Sensors Insights by Karmjit Sidhu

As industrial applications increasingly use process control systems utilizing sensor feedbacks to monitor various operating parameters, energy sources and consumption are becoming major factors of a system. In cases where power for a control system is generated from a local transformer or generator, operators do not need to worry about a few tens of milliamps of current.

However, if systems operate from a battery or solar panel-lithium source, power conservation must be maximized to extend power source life. Depending on application and environment, battery life expectations range from a minimum of a few months to ten years, in cases of remote oil and gas pipeline facility.

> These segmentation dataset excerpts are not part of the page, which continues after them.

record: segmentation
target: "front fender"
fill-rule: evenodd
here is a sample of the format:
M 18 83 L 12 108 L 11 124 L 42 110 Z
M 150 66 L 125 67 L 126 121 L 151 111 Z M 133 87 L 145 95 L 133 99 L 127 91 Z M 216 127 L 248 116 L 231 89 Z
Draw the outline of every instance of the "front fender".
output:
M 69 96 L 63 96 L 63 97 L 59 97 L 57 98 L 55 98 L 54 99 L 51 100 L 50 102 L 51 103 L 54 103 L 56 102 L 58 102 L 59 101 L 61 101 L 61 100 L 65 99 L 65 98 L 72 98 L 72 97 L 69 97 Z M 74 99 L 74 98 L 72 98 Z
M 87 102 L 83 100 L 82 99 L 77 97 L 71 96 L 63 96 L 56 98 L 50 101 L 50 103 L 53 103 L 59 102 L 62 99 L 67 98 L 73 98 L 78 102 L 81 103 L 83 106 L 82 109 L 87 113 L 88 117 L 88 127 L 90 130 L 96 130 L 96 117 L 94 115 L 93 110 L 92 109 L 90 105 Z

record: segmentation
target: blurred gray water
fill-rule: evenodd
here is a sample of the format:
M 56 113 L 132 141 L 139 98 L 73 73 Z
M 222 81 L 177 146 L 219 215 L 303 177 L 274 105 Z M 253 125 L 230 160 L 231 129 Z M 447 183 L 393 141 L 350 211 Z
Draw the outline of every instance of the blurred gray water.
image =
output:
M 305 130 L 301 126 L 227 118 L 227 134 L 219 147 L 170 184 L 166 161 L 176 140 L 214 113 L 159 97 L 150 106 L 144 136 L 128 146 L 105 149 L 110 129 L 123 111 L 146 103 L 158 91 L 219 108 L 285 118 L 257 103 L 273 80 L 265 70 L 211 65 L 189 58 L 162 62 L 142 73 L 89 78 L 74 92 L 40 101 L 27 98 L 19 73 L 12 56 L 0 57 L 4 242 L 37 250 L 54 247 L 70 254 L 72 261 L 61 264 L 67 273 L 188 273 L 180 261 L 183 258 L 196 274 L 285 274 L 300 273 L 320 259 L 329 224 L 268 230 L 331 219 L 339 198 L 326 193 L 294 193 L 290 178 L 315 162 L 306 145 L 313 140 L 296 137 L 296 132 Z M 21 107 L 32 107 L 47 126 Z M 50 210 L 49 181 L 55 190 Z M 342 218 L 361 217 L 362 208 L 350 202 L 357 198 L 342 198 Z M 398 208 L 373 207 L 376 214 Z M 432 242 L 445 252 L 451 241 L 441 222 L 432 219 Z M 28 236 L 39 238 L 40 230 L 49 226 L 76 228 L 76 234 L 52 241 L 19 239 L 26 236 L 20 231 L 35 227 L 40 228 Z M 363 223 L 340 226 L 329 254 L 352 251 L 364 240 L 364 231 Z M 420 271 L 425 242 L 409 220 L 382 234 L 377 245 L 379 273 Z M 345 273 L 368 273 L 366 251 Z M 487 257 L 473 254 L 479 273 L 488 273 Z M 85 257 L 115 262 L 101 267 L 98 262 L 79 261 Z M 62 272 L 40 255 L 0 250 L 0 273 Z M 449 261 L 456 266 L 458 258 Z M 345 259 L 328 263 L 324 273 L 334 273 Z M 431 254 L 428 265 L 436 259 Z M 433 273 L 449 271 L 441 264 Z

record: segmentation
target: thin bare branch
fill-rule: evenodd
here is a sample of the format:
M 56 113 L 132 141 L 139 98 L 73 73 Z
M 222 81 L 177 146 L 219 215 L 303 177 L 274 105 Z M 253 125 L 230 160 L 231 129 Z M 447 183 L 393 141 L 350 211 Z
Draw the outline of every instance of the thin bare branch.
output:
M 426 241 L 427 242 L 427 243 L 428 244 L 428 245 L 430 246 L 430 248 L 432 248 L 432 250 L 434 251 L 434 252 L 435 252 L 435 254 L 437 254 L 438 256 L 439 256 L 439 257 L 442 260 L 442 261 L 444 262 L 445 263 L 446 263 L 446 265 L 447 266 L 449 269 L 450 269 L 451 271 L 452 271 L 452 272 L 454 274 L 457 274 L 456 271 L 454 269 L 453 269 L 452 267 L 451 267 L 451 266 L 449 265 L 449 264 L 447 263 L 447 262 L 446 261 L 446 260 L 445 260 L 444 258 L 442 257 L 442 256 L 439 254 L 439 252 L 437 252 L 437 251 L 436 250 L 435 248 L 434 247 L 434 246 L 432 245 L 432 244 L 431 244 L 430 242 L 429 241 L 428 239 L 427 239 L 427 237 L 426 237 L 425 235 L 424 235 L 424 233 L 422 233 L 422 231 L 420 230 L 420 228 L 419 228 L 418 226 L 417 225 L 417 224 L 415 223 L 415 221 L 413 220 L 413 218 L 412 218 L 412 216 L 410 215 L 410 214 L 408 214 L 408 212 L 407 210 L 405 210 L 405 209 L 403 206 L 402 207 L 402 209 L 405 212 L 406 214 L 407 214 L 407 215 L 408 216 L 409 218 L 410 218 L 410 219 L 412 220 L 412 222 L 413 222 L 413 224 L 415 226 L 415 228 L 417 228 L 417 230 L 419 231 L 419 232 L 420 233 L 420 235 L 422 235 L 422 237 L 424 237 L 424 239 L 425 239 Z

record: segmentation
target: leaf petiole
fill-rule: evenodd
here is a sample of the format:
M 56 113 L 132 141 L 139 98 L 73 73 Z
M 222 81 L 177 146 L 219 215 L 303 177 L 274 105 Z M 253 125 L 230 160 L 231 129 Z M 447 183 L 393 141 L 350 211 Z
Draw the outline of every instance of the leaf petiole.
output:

About 4 mA to 20 mA Two-Wire Loop Power

In cases where local power is abundantly available for sensors and processes, the 4 mA to 20 mA two-wire loop-powered system will still dominate over three-wire voltage outputs such as 0 to 5 Vdc or 0 to 10 Vdc. The 4 mA to 20 mA two-wire loop power has many advantages such as noise immunity over long cable runs, the ability to transmit over high impedances without loss of signal (assuming one has enough voltage drive to overcome the line impedances), and ease of current to voltage conversion.

Many manufacturers of programmable logic controllers (PLCs) and distributed control systems (DCS) have electronics cards that can drive and accept 4 mA to 20 mA inputs. For wireless and custom micro-controller (MCU) based systems employed and powered by solar panel-lithium battery combinations in remote oil and gas instrumentation, very few options exist for 4 mA to 20 mA since most of these device operate from 3.3 Vdc or 5 Vdc power supplies. Here, every milliamp of current counts and tight operating voltages are the norm.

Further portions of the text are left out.